How do we use this information on our daily interactions? One way to start the healing process is to hold our own from a non-reactive place. When we react to something, become angry or upset, it is a sign that we have been triggered, that our boundaries have been compromised, that we are being hurt in some (old) way.

Therefore, it is our job to identify how we are hurt or how our needs are not being met, and to figure out how to meet them without trampling on someone else.

When we do this, we start to find ourselves, heal ourselves, complete our developmental tasks, develop healthy coping mechanisms, meet our needs, be present for our partner, and accept our partner’s love and nurturing!

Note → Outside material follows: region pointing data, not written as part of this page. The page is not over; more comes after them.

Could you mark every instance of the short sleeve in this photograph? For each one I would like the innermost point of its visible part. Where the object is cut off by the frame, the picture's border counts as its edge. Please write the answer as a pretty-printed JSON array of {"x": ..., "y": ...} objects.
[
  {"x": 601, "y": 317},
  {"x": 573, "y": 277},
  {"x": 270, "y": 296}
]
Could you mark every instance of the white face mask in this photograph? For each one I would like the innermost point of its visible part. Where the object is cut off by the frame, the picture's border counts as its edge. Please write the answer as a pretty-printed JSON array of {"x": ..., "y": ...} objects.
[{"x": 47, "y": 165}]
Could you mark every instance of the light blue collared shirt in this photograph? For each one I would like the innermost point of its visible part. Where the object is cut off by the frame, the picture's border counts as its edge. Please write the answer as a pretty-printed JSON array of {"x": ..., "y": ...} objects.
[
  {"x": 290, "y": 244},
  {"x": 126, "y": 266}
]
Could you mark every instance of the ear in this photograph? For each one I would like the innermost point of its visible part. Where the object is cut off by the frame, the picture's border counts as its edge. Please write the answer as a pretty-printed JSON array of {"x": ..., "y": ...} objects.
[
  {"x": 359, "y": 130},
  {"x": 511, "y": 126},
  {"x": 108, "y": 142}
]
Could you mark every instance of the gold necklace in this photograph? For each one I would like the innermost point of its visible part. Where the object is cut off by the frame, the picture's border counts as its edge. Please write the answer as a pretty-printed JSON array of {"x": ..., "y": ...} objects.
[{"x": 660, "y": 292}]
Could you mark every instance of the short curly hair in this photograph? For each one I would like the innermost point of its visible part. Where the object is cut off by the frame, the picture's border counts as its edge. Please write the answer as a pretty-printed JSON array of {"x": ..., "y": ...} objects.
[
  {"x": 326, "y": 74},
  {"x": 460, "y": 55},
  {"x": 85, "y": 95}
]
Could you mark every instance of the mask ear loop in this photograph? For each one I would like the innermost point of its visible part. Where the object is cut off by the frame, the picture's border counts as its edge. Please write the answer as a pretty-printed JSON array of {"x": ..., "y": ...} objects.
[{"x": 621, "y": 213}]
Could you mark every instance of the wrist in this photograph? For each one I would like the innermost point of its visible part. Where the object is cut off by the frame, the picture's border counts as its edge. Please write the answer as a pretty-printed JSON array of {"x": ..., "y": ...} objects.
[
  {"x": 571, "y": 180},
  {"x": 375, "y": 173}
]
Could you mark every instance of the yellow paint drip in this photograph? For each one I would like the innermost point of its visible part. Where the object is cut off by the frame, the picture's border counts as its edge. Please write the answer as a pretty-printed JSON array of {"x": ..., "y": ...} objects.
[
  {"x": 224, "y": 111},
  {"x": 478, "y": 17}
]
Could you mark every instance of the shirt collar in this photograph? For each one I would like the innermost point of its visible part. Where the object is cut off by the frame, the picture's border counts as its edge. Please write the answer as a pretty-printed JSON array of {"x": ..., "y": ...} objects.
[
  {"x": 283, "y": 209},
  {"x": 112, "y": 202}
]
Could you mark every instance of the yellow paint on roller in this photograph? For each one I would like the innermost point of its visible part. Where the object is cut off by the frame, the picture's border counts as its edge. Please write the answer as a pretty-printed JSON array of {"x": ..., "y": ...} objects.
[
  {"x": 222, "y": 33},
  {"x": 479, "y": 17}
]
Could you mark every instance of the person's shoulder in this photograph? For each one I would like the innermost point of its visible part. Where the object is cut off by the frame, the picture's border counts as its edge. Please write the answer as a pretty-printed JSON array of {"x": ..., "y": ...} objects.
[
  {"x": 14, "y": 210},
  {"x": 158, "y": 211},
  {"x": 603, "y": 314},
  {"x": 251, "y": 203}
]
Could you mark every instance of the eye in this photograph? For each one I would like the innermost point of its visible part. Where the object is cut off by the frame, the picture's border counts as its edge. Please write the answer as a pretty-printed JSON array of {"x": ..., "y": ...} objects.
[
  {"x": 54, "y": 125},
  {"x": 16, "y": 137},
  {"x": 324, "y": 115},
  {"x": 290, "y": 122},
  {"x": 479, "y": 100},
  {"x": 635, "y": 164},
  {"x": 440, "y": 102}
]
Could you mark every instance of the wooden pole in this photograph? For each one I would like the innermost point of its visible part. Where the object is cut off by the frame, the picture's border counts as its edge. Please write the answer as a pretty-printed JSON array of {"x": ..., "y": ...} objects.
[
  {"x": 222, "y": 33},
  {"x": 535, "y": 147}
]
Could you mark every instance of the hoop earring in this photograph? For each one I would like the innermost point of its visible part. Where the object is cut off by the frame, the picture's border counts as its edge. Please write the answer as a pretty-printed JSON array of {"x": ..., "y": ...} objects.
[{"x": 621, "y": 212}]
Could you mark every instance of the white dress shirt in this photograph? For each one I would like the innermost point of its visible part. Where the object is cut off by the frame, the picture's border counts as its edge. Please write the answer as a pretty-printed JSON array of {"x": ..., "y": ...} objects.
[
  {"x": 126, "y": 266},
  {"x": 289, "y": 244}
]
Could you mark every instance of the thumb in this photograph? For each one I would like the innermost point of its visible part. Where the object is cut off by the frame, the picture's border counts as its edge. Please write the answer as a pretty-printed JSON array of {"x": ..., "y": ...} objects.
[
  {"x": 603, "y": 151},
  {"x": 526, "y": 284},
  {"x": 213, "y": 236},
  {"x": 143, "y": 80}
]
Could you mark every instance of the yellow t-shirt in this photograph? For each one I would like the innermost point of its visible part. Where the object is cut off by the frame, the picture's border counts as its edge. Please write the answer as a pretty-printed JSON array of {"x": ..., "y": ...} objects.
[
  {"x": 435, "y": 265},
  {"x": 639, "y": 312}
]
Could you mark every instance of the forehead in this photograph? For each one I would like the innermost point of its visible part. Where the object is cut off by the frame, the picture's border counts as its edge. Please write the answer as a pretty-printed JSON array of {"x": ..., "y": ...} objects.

Wow! Figure out those hurts and start feeling the love! 

Happy Un-Wounding!!!

 

~ Your MetroRelationship ™ Assignment

Going back to growing up, identify how you were hurt or disappointed by your caregivers. Remember, we were all hurt to some extent. Identify and capture the flavor of the wound that was caused and name the feelings associated with it. Now find similar feelings in the present, in your current relationship. What is your partner’s behavior that engenders these feelings his is how you are triggered.

Translate these feelings into needs.

Create a list of very concrete and specific behaviors that you and/or your partner can do to meet these needs.

Finally, create a plan on how to have these needs met: schedule things in your calendar, hire services, ask your partner for concrete behavior changes or nurturing gifts.

Do this from a non-reactive stance. Keep your cool. Be respectful of your partner’s needs. You don’t have to agree but learn to accept and love each other for who you are.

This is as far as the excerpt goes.